My secretary used to complain that I don’t allow her to do her job, because I’m doing it for her. That’s not entirely true—she helps a lot—but I do believe in not being “too good” or “too important” to do little tasks too. I’ve picked up the phone for everyone from unsatisfied customers to CEOs. I’ve gotten responses like “Don’t you have a secretary to answer phones for you?” I just laugh and say “Sometimes I’m my own secretary. Now, how can I help you today?” As discussed, a personal touch really takes your interactions to the next level. By showing people that you’re just a normal person too, you can accomplish giant things.
Being an Encouraging Boss
What makes you feel better, getting a memo from your boss via their secretary, or having them come to in person to talk? Secretaries are go-betweens, which can be helpful sometimes; other times, though, having a go-between passes up the chance to encourage the troops and motivate them. Employees—and others—want their leaders to be visible and accessible. You can go from being a mediocre boss to a fantastic one by being personable and keeping in contact with day-to-day employee affairs. When your people see you can descend from the high throne of your office to mix with common folk, they’ll be motivated to work harder for a company they can be proud of—because they see you care about them.
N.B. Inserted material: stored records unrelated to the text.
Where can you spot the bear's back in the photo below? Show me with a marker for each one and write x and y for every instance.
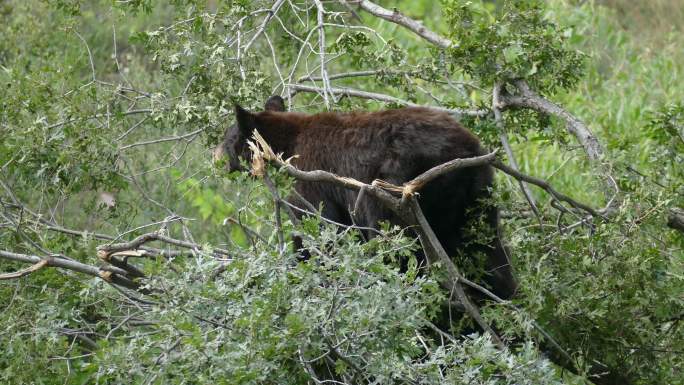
(391, 145)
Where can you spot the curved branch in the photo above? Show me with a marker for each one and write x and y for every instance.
(67, 264)
(150, 237)
(397, 17)
(532, 100)
(547, 187)
(382, 98)
(675, 219)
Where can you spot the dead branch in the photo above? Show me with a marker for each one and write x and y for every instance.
(26, 271)
(155, 236)
(675, 219)
(406, 208)
(382, 98)
(398, 18)
(547, 187)
(102, 273)
(503, 137)
(530, 99)
(421, 180)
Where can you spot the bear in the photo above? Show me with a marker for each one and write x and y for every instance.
(394, 145)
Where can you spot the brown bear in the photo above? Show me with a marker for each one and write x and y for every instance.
(394, 146)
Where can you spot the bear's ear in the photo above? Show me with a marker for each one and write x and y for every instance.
(275, 103)
(245, 121)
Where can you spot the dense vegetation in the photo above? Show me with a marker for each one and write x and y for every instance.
(108, 113)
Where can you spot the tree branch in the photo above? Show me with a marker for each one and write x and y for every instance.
(397, 17)
(67, 264)
(382, 98)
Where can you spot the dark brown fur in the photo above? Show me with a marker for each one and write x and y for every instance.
(395, 146)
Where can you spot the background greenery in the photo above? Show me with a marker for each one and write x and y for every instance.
(88, 89)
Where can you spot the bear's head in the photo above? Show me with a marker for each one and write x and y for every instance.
(234, 144)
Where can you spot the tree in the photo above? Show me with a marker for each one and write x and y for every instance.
(147, 264)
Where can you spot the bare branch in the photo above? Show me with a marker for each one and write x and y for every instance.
(675, 219)
(503, 137)
(421, 180)
(150, 237)
(530, 99)
(262, 27)
(398, 18)
(547, 187)
(321, 52)
(67, 264)
(383, 98)
(24, 272)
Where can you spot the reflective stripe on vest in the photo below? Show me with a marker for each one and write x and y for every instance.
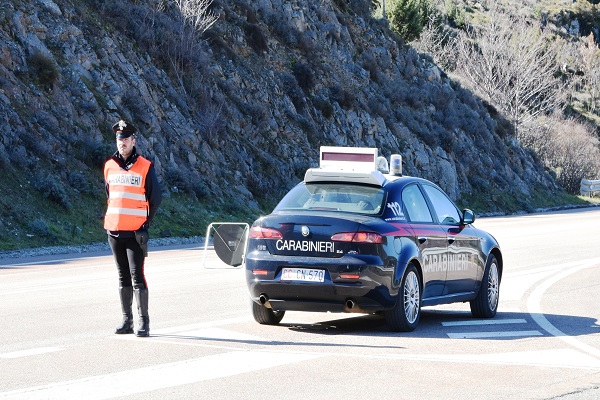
(127, 204)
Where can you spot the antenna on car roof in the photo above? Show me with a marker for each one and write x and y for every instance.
(396, 164)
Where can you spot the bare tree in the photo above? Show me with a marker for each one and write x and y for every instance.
(568, 147)
(195, 18)
(591, 63)
(512, 64)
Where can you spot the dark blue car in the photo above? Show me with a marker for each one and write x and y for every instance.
(351, 238)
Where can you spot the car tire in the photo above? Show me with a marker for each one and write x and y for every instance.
(485, 304)
(266, 316)
(404, 317)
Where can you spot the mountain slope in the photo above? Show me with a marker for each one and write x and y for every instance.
(234, 120)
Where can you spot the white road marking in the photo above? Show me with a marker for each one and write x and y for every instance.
(159, 376)
(489, 335)
(478, 322)
(30, 352)
(535, 310)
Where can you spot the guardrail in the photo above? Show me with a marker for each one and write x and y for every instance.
(589, 187)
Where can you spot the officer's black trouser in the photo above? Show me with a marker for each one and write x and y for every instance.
(129, 258)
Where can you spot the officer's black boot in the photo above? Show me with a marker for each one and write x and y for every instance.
(141, 297)
(126, 296)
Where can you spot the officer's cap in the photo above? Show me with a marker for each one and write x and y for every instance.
(124, 129)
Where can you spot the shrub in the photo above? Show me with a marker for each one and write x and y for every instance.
(324, 106)
(343, 97)
(53, 190)
(304, 76)
(44, 68)
(39, 227)
(292, 89)
(256, 38)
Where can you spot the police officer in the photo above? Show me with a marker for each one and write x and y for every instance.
(133, 195)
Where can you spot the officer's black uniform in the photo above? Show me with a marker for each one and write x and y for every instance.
(129, 247)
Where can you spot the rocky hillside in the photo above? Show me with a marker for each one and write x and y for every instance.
(231, 121)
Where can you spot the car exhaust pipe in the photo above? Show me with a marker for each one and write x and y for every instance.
(350, 304)
(264, 300)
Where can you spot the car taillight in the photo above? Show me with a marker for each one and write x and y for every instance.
(258, 232)
(358, 237)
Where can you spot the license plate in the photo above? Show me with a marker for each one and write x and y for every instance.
(303, 274)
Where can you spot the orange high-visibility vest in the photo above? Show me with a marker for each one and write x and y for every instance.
(127, 204)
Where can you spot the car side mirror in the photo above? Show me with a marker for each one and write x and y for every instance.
(468, 217)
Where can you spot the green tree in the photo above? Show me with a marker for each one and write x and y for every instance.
(407, 18)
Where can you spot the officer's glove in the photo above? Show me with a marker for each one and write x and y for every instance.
(142, 236)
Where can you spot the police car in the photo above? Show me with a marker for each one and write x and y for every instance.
(356, 238)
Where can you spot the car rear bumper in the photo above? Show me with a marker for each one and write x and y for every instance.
(370, 292)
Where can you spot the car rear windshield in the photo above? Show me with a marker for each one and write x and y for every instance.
(343, 197)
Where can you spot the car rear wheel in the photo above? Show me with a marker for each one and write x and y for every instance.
(405, 315)
(485, 304)
(266, 316)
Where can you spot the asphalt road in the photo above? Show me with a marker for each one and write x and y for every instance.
(57, 316)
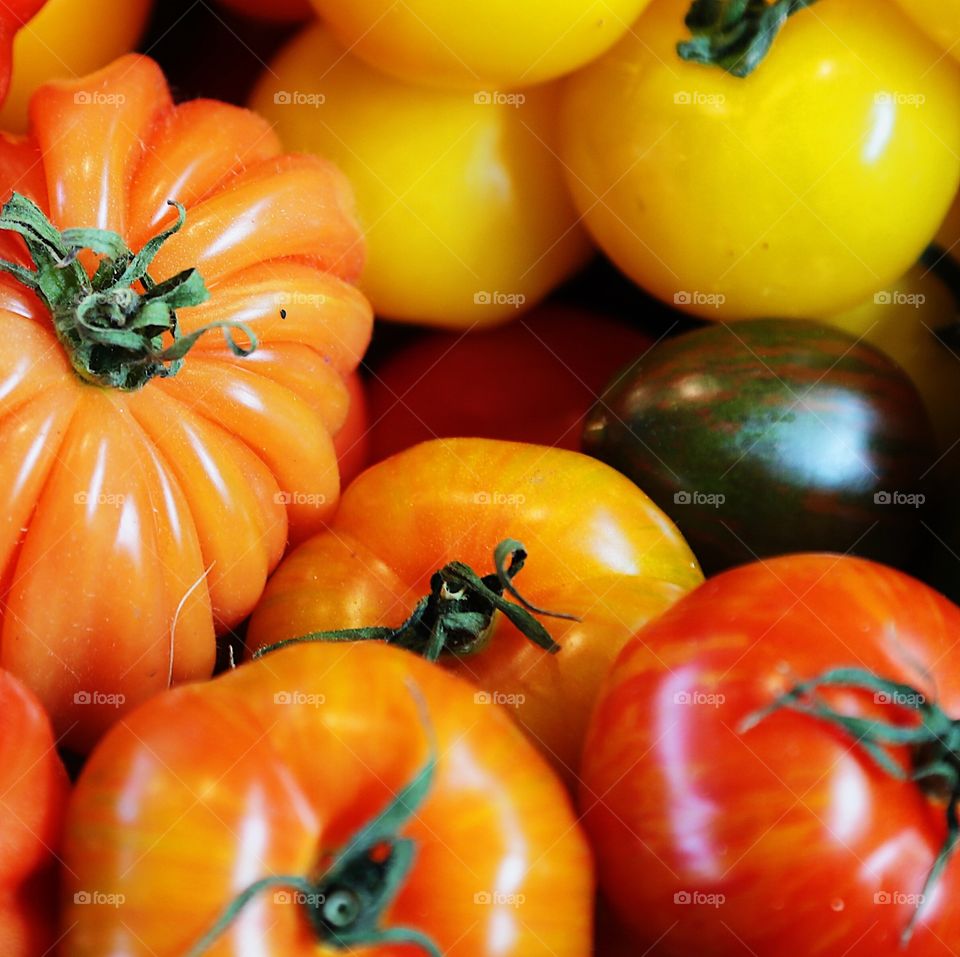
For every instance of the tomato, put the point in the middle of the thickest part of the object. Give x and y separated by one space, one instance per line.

Everyone has seen enough movies and sat in enough waiting rooms to do a perfect “secretary answer” when the phone rings, but with a relaxed social atmosphere creeping into the workplace, proper telephone etiquette is becoming a dying art. However it pays off in big ways. Using a respectful tone, both firm and deferential, paired with intelligent language and courtesy, is the hallmark of a business telephone call. Knowing how to sound both engaging and respectful on the phone can set the tone for enduring business relationships and establish your office as a professional workplace to be reckoned with.